2012-08-04

Mark's Stories: "The carpets are so clean, we don't need janitors!"

(edit: Hello to the folks who are coming here from YCombinator Hacker News.  Feel free to comment here as well as on YCHN.  I've posted a few more details about this story at YCHN.)

At one company I worked at, one of the problems it didn't have was IT.

When someone was hired, by the time they got to their new desk, there was a computer on it with the correct image on it, their desk phone worked, their email worked, the calendaring and scheduling worked, and all necessary passwords and ACLs were configured.  The internal ethernet networks all worked, were fast, and were properly isolated from each other.  The wall ports were all correctly labeled, and there where the right kinds of wall ports in each cubical and conference room. The presentation projectors and conference room speaker phones all worked. The printers all worked, printed cleanly, were kept stocked, and were consistently named. The internet connections were fast and well managed.  Internal and external security incidents were quickly recognized and dealt with. Broken machines were immediately replaced with working and newly imaged replacements. If someone accidentally deleted a file, getting it back from backup typically took less than an hour. Software updates were announced ahead of time, and usually happened without issue.

The IT staff did not seem noticeably bitter, angry, harried, or otherwise suffering from the emotional costs traditionally endemic to that job role.  In fact, they were almost invisible in their skill and competence.

So, of course, came the day when the senior executives said "the carpets are just naturally clean all the time, we don't need all these janitors!". IT was "reorganized" into a smaller staff of younger and much less experienced (and probably cheaper) people.

Of course, it all went to shit.  New employees would go a week before they had machines, phones, passwords, and ACLs.  Printers ran out of paper, projectors ran out of lightbulbs, servers ran out of storage, networks got misconfigured, and so forth.  The total time lost and wasted across the whole company was most certainly greater than the savings of laying off the expensive and skilled IT staff.

This is not to say that the reorganized IT staff were stupid or lazy.  They worked very hard and ran themselves ragged trying to keep up with the cycle of operations, while trying to skill themselves up in their "spare time" and with a slashed training budget.

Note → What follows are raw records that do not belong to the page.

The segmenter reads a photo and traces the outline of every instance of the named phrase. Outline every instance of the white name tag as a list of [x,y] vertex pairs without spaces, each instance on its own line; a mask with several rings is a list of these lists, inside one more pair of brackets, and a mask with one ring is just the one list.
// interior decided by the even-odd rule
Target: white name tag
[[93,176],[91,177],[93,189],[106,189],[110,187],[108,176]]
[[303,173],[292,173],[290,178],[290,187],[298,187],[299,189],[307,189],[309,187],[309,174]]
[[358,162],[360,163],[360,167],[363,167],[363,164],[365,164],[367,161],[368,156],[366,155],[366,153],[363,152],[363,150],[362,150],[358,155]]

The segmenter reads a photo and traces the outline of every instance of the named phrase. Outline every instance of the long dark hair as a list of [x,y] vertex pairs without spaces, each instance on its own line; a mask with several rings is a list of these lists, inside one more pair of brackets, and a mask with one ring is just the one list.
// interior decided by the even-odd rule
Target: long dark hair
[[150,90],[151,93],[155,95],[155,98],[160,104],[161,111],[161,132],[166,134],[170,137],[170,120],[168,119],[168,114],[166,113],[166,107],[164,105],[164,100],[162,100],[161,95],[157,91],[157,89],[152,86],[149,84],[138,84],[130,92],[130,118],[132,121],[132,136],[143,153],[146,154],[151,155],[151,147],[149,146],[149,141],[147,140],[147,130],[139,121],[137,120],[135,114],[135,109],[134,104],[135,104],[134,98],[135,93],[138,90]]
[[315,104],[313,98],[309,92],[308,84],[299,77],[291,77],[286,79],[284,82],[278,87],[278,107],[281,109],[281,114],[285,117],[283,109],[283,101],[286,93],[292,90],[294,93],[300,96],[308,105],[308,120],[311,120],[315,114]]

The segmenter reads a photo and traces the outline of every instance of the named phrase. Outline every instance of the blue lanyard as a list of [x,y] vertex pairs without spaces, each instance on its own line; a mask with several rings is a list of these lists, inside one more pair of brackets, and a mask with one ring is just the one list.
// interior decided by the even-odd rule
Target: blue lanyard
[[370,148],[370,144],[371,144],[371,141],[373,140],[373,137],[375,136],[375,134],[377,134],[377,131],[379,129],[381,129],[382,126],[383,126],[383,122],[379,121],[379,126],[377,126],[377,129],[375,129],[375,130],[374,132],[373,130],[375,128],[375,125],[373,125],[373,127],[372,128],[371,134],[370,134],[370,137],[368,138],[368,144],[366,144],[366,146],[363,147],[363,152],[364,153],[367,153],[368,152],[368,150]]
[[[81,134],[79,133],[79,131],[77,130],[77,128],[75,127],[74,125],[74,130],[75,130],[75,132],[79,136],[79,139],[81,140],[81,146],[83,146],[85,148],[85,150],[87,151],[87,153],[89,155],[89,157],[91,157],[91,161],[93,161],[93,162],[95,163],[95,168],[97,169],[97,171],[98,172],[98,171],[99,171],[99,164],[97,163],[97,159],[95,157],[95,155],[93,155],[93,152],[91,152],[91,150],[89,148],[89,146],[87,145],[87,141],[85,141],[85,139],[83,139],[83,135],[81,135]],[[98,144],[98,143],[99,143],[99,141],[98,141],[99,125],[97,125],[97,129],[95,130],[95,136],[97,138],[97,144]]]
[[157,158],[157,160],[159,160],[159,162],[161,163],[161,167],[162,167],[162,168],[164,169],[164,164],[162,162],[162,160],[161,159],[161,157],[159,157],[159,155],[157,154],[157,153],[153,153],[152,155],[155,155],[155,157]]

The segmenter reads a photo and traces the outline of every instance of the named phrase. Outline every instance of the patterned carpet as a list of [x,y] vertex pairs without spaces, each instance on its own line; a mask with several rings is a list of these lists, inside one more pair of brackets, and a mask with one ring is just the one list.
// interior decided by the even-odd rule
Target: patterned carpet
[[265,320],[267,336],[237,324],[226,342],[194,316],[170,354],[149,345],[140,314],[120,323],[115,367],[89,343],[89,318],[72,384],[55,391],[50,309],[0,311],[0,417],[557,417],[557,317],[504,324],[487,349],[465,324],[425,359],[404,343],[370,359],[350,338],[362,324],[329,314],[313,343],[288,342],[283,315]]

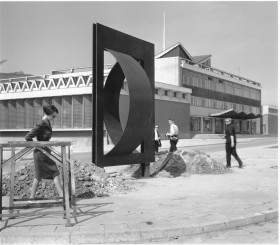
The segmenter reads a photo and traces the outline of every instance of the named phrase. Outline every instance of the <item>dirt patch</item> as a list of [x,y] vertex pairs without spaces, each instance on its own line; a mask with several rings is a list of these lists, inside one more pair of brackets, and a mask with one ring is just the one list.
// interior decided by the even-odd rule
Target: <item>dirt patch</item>
[[[155,162],[150,164],[153,177],[188,177],[191,174],[226,174],[232,172],[222,163],[212,159],[204,152],[184,149],[175,153],[159,152]],[[131,165],[120,172],[121,176],[140,177],[140,164]]]
[[[92,163],[74,162],[76,195],[80,198],[104,197],[124,194],[134,191],[132,181],[120,176],[110,177],[103,168]],[[60,170],[60,172],[62,172]],[[34,180],[34,164],[25,166],[15,172],[14,195],[20,198],[29,198],[30,188]],[[3,176],[2,195],[10,194],[10,175]],[[39,183],[36,197],[58,197],[57,190],[52,180],[42,180]]]

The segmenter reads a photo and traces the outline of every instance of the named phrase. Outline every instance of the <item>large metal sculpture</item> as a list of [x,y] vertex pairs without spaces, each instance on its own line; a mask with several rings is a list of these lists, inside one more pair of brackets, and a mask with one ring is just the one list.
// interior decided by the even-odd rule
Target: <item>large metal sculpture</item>
[[[117,61],[105,85],[104,51],[111,53]],[[124,79],[130,97],[126,126],[122,128],[119,98]],[[141,163],[147,170],[149,163],[154,161],[154,45],[94,24],[92,95],[93,162],[98,166]],[[114,144],[106,154],[103,122]],[[138,146],[141,146],[140,152],[136,151]]]

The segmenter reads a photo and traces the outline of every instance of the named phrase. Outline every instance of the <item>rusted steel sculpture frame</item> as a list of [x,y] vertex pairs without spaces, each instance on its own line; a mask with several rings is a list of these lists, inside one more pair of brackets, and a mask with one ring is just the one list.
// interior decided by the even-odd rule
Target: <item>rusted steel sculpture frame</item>
[[[104,51],[117,60],[104,86]],[[130,104],[125,129],[119,96],[126,78]],[[154,45],[101,24],[93,24],[92,160],[98,166],[154,161]],[[103,122],[114,143],[104,154]],[[141,145],[141,152],[135,149]]]

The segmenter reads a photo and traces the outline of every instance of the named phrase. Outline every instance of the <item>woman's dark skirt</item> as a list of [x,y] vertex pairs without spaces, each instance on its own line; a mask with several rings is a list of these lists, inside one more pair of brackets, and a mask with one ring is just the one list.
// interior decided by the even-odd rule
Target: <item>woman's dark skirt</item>
[[[49,153],[50,150],[46,149]],[[35,178],[37,180],[41,179],[54,179],[59,175],[59,170],[56,163],[47,157],[40,150],[34,150],[34,165],[35,165]]]

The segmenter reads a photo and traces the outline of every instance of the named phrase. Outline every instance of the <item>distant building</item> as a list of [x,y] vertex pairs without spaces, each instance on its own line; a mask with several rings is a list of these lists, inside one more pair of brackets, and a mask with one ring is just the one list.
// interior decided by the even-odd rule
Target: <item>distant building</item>
[[[211,55],[191,56],[177,43],[156,55],[155,80],[192,90],[190,134],[221,134],[223,111],[243,112],[235,119],[237,133],[260,134],[261,84],[211,66]],[[221,113],[220,118],[211,115]]]
[[[211,57],[193,57],[180,43],[156,55],[155,124],[159,125],[162,138],[169,130],[169,118],[178,125],[180,138],[222,134],[228,111],[241,115],[234,120],[238,133],[261,133],[261,118],[256,118],[261,113],[261,84],[213,68]],[[105,67],[104,81],[111,67]],[[24,140],[43,116],[42,107],[53,104],[59,110],[53,127],[54,140],[75,141],[79,147],[91,145],[91,67],[52,71],[48,75],[20,75],[10,74],[0,80],[0,143]],[[129,89],[124,81],[119,101],[123,126],[128,101]],[[275,129],[269,130],[271,133]]]
[[262,106],[263,134],[278,134],[278,107]]
[[[109,71],[105,69],[104,80]],[[155,93],[155,118],[161,132],[169,130],[168,118],[176,116],[182,137],[190,137],[189,127],[185,125],[189,125],[191,89],[156,82]],[[128,100],[129,90],[124,82],[119,103],[122,125],[128,115]],[[59,111],[53,140],[74,141],[74,148],[91,145],[91,67],[0,80],[0,143],[24,140],[26,133],[42,118],[42,107],[48,104],[55,105]]]

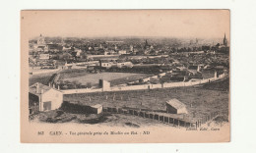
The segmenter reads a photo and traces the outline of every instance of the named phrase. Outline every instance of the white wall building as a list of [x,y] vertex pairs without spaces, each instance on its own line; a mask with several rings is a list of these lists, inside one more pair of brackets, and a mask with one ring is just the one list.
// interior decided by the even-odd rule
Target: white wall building
[[30,86],[30,105],[37,105],[39,111],[60,108],[63,94],[58,89],[36,82]]

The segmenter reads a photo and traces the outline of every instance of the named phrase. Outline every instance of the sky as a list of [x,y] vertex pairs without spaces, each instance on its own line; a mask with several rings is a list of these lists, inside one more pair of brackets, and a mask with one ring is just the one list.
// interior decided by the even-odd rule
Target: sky
[[23,34],[229,39],[228,10],[22,11]]

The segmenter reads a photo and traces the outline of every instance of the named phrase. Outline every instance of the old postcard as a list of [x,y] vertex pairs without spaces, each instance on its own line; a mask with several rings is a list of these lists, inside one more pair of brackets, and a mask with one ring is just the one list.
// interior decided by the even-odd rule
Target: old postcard
[[21,11],[21,142],[228,142],[229,10]]

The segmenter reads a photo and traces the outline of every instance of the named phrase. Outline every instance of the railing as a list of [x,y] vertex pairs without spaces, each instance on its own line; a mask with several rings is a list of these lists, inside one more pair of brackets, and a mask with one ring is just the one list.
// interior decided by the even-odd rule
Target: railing
[[123,109],[123,108],[116,108],[116,107],[103,107],[103,112],[112,113],[112,114],[138,116],[141,118],[156,120],[163,124],[172,125],[174,127],[196,128],[212,121],[214,118],[216,118],[219,115],[218,112],[213,112],[199,120],[189,121],[189,120],[169,117],[167,113],[166,115],[162,115],[162,113],[160,114],[158,112],[147,112],[147,111]]

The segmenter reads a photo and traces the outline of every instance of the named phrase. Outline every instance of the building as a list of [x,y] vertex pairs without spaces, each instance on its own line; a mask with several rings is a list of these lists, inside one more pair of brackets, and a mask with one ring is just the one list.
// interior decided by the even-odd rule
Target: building
[[104,79],[99,79],[98,86],[102,88],[102,91],[107,91],[110,89],[110,82]]
[[187,71],[192,75],[196,75],[197,73],[200,73],[200,66],[189,66]]
[[102,113],[103,107],[100,104],[96,104],[94,106],[91,106],[92,114],[100,114]]
[[224,46],[227,47],[227,40],[225,38],[225,33],[224,33]]
[[109,62],[108,60],[100,60],[99,65],[100,65],[101,68],[109,69],[109,68],[111,68],[112,63]]
[[186,105],[177,99],[170,99],[166,102],[166,112],[170,114],[188,114]]
[[39,82],[30,86],[30,114],[58,109],[62,105],[62,92],[53,87],[41,84]]
[[118,51],[118,54],[119,54],[119,55],[126,54],[126,50],[119,50],[119,51]]

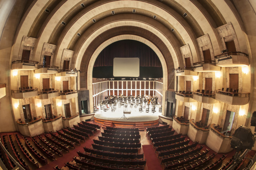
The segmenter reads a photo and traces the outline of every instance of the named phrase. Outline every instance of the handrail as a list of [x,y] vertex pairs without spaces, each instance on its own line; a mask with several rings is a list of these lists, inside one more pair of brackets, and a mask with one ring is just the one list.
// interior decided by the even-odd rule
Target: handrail
[[[13,162],[13,163],[14,163],[14,164],[16,165],[16,166],[18,167],[19,169],[20,170],[25,170],[25,169],[24,169],[19,163],[18,162],[16,161],[16,160],[13,158],[10,153],[9,153],[9,152],[8,152],[6,149],[5,149],[5,148],[3,145],[2,143],[2,142],[1,141],[1,140],[0,140],[0,146],[1,146],[1,147],[2,148],[3,150],[3,151],[7,154],[8,157],[11,159]],[[16,169],[14,168],[13,169]]]
[[196,129],[197,130],[199,130],[199,131],[201,131],[203,132],[209,132],[210,130],[209,129],[204,129],[204,128],[200,128],[197,126],[195,124],[194,122],[193,122],[192,121],[194,120],[194,119],[191,119],[189,120],[189,123],[195,129]]
[[69,117],[68,118],[62,118],[62,120],[63,121],[68,121],[70,120],[71,119],[72,119],[74,118],[79,115],[79,113],[77,113],[77,114],[75,116],[71,116],[71,117]]
[[59,116],[57,117],[56,117],[54,119],[51,119],[49,120],[43,120],[43,123],[49,123],[50,122],[54,122],[54,121],[55,121],[57,119],[59,119],[61,117],[62,117],[62,115],[61,115],[61,114],[59,114]]
[[215,60],[206,60],[205,61],[198,61],[196,63],[193,63],[193,65],[200,65],[206,63],[215,63]]
[[48,93],[55,93],[56,92],[59,92],[59,89],[56,89],[55,90],[51,90],[50,91],[38,92],[38,94],[48,94]]
[[34,120],[32,121],[31,121],[30,122],[28,123],[20,123],[18,121],[16,121],[16,122],[17,122],[17,123],[19,125],[21,126],[29,126],[30,125],[32,125],[32,124],[34,124],[35,123],[36,123],[38,122],[40,120],[42,119],[42,117],[41,116],[39,116],[39,118],[36,119],[35,120]]
[[220,58],[228,57],[228,56],[232,55],[242,55],[246,57],[247,57],[248,56],[248,55],[246,53],[243,53],[243,52],[241,52],[241,51],[230,51],[226,52],[223,54],[220,54],[215,55],[214,56],[214,57],[217,59]]
[[54,66],[52,65],[40,65],[38,66],[38,68],[51,68],[55,69],[58,69],[59,67],[58,66]]
[[30,92],[37,91],[38,90],[38,88],[30,89],[20,89],[20,90],[12,90],[12,93],[25,93]]
[[220,137],[221,137],[223,139],[225,139],[225,138],[228,138],[229,140],[231,140],[231,138],[232,138],[232,136],[226,136],[218,130],[217,130],[215,128],[214,128],[214,126],[215,125],[215,124],[213,123],[213,124],[212,124],[211,125],[210,127],[210,129],[212,130],[212,131],[214,133],[216,133],[217,135]]
[[224,94],[227,96],[229,96],[234,97],[238,97],[240,98],[246,98],[249,97],[250,93],[234,93],[234,92],[230,92],[222,91],[220,90],[216,90],[216,93]]
[[18,60],[13,61],[12,62],[12,63],[14,64],[15,63],[30,63],[30,64],[38,64],[38,61],[32,61],[32,60]]

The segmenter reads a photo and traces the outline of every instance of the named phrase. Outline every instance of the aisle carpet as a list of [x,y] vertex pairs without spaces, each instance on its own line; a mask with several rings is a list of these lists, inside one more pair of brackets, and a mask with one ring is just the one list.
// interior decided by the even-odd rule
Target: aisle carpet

The lessons I learned from this experience speak for themselves.

What lessons that may have been learned by any of the other people involved, especially the executives who made these decisions, I cannot say.

2012-08-03

Mark's Stories: The Closed Source Drivers


I was working on a highly constrained consumer electronics device, a little "satellite device" that spoke to the main device over a CATV RF coax cable and also received commands from an IR remote control.  My code was failing in bizarre ways.  I adopted an extremely paranoid defensive programming stance, filling my code with asserts and doing paranoid cross checking of all inputs.  This didn't make the device work.  Instead it now consistently did not work, instead of inconsistently, because the cross checks and asserts would usually (but not always) trip before it would crash. It also started to run out of memory because of the all the paranoia code I had added.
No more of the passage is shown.